Encore 60 millions d’allochtones en plus, par Philip Claeys, député européen du Vlaams Belang

Philip Claeys, député européen du Vlaams BelangLe Parlement européen a voté le 22 avril 2009 une résolution concernant la politique commune en matière d’immigration. Le Vlaams Belang a été le seul parti belge à voter contre cette résolution. Tous les autres partis (NV-A, VLD, SPa, Groen et CD&V, PS, ECOLO, CDh et MR) ont voté pour. Le paragraphe 13 du texte en question «rappelle qu’aux alentours de 2050, 60 millions de travailleurs immigrés seront nécessaires selon les prévisions de la Commission. Ce qui implique qu’il faut rendre possible l’immigration par des voies légales». Précisons que les projets européens en la matière n’ont pas changé et que cette question reste d’une brûlante actualité.

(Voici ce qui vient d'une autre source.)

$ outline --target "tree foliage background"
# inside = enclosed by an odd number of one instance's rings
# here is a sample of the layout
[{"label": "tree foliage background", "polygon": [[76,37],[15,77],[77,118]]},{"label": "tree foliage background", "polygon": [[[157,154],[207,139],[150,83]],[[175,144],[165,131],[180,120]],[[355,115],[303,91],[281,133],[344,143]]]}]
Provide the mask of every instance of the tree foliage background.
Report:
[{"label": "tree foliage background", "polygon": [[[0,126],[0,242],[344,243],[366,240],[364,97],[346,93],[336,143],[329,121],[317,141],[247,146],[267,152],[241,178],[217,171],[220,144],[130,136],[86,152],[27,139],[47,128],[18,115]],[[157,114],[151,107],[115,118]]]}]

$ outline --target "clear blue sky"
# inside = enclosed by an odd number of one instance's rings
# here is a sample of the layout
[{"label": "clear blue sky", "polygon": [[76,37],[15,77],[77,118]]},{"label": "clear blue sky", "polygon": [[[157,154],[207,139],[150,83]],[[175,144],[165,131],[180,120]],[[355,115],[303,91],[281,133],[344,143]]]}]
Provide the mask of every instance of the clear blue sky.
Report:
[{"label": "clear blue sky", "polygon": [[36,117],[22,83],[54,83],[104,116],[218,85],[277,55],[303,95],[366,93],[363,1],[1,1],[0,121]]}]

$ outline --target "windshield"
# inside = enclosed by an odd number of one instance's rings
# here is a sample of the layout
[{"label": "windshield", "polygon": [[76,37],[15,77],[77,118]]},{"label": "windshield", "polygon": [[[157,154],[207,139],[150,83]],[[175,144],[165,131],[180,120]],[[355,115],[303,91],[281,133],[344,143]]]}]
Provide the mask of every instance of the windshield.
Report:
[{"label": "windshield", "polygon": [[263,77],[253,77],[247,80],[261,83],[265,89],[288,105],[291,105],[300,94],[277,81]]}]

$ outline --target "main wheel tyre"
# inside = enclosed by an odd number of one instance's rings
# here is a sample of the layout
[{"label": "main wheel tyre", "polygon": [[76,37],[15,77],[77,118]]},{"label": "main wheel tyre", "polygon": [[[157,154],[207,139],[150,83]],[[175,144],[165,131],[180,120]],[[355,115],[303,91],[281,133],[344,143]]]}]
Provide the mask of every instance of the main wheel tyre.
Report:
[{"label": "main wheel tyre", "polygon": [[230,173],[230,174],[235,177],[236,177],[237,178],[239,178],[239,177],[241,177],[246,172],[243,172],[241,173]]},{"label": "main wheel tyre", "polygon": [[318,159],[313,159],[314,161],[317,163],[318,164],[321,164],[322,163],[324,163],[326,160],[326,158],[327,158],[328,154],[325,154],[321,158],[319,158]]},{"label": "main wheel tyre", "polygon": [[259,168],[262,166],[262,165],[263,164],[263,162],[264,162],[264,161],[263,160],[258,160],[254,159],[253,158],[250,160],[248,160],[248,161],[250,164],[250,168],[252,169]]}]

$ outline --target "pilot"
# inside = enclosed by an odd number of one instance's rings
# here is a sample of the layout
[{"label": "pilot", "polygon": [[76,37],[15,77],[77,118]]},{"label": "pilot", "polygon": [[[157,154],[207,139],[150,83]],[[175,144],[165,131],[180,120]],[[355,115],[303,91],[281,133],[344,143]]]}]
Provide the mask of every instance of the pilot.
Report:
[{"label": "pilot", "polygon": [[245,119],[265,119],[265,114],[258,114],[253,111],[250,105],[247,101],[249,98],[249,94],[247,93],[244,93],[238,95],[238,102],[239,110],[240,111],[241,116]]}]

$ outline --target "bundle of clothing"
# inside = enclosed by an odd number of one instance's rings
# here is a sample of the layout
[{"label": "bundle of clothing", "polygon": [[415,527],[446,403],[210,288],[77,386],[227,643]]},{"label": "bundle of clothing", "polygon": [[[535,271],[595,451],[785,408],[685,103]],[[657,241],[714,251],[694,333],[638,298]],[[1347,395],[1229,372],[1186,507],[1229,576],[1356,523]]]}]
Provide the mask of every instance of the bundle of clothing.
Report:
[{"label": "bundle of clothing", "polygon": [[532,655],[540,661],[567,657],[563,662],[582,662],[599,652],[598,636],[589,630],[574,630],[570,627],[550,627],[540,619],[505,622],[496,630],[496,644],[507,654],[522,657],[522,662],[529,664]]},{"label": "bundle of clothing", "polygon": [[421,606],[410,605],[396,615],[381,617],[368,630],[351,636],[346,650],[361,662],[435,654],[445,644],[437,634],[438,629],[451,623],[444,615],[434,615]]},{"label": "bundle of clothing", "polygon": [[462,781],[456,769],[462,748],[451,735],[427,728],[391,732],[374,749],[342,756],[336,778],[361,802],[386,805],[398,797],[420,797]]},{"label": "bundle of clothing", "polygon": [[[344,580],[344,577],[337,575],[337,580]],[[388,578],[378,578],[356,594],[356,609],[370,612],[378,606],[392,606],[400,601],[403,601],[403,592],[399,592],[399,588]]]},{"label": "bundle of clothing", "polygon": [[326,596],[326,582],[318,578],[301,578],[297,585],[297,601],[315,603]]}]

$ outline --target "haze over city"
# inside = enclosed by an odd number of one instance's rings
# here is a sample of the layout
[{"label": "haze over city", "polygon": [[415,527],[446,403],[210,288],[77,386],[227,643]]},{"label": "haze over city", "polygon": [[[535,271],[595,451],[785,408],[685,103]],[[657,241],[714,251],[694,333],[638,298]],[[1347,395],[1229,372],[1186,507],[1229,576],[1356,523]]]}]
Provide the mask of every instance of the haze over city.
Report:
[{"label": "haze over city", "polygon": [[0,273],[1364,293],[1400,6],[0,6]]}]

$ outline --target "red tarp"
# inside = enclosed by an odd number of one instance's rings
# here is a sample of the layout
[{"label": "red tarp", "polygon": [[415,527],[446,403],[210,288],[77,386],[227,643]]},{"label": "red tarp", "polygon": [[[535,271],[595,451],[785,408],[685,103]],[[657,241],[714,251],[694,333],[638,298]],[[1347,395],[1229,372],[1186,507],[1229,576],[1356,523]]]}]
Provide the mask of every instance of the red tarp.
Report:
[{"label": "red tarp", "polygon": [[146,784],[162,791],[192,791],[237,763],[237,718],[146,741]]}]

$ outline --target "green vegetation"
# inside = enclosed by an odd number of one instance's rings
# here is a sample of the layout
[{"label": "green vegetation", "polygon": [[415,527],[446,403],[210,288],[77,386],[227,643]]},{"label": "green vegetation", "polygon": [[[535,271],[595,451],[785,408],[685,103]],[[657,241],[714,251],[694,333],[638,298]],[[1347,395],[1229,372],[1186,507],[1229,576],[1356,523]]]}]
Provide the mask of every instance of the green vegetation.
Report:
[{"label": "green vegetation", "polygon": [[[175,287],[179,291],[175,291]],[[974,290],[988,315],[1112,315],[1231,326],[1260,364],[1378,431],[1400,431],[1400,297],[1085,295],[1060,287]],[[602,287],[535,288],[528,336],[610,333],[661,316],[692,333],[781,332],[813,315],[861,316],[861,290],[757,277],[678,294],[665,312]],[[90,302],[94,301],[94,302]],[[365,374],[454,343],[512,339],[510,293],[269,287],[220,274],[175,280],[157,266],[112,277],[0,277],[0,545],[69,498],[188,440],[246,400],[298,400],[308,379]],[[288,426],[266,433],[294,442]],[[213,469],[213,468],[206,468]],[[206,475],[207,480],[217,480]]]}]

L’arrivée de 60 millions de nouveaux immigrés non-européens ne constitue pas une nouvelle vague d’immigration, il s’agit en fait d’une immigration-tsunami. C’est quasiment la population totale d’un pays comme la France qui devrait venir s’installer ici selon utopistes déphasés de l’UE. Où et comment ces nouveaux immigrés doivent se loger et trouver du travail n’est pas précisé par le document. Aucune leçon n’a donc été tirée des fautes commises dans le passé: par l’invitation massive de travailleurs immigrés venus d’Afrique du Nord et de Turquie dans les années 60 et 70, de nombreuses villes européennes sont aujourd’hui confrontées à de gigantesques problèmes. Pourtant, c’est ce que l’Union européenne veut refaire, à l’identique.

Dans le paragraphe 18 de la résolution, le Parlement européen se réjouit que le texte de la «carte bleue» ouvre la porte à une politique commune en matière d’immigration légale mais il fait appel aux pays membres «pour qu’ils progressent mieux dans le sens de l’établissement de normes communes concernant une politique d’immigration qui ne se limite pas à des travailleurs hautement qualifiés».

La «carte bleue» voulue par la Commission européenne se veut le pendant européen de la «green card» américaine, le permis de séjour qui offre également le droit de travailler aux Etats-Unis. Officiellement, il s’agit d’attirer des travailleurs hautement qualifiés vers l’Union européenne et, de cette façon, occuper les emplois vacants dans certaines professions plus rapidement et plus facilement. Du même coup on réglerait également le problème du vieillissement de la population. En fait, la Commission européenne et ses supporters au sein du Parlement européen voient le monde comme un supermarché où il est loisible sans aucune limite de déplacer des travailleurs comme des marchandises, d’un pays à un autre. Un supermarché où l’UE est en concurrence avec d’autres parties du monde pour attirer les travailleurs qui possèdent les meilleurs potentiels.

Cela paraît sans doute séduisant, mais la réalité est hélas bien différente. Contrairement à ce que l’on veut faire croire, le programme «carte bleue» témoigne d’une vue à court terme. En attirant des travailleurs issus de pays situés hors de l’Europe, on réussira sans doute à combler certains vides dans certains secteurs, mais on créera de nouveaux problèmes lorsque ces travailleurs feront venir leurs familles et qu’il apparaîtra que celles-ci ne peuvent ou ne veulent s’intégrer dans notre société. En ce qui concerne les pensions, ces nouveaux allochtones vieilliront à leur tour et devront donc être remplacés à terme par de nouveaux immigrants.

En captant à grande échelle les talents issus des pays en voie de développement ou des pays émergents, on organise une véritable fuite des cerveaux. Cette hémorragie des qualifications fera en sorte que ces pays resteront confrontés à leurs problèmes ou les précipiteront dans les problèmes. La conséquence sera qu’ils seront encore plus dépendants de l’aide au développement (déjà si peu efficace en soi). La suite logique est que le phénomène provoquera encore plus d’immigration vers l’Europe. Une immigration composée d’individus dont la grande majorité échouera dans l’assistanat. C’est donc le tonneau des Danaïdes dans toute sa splendeur symbolique.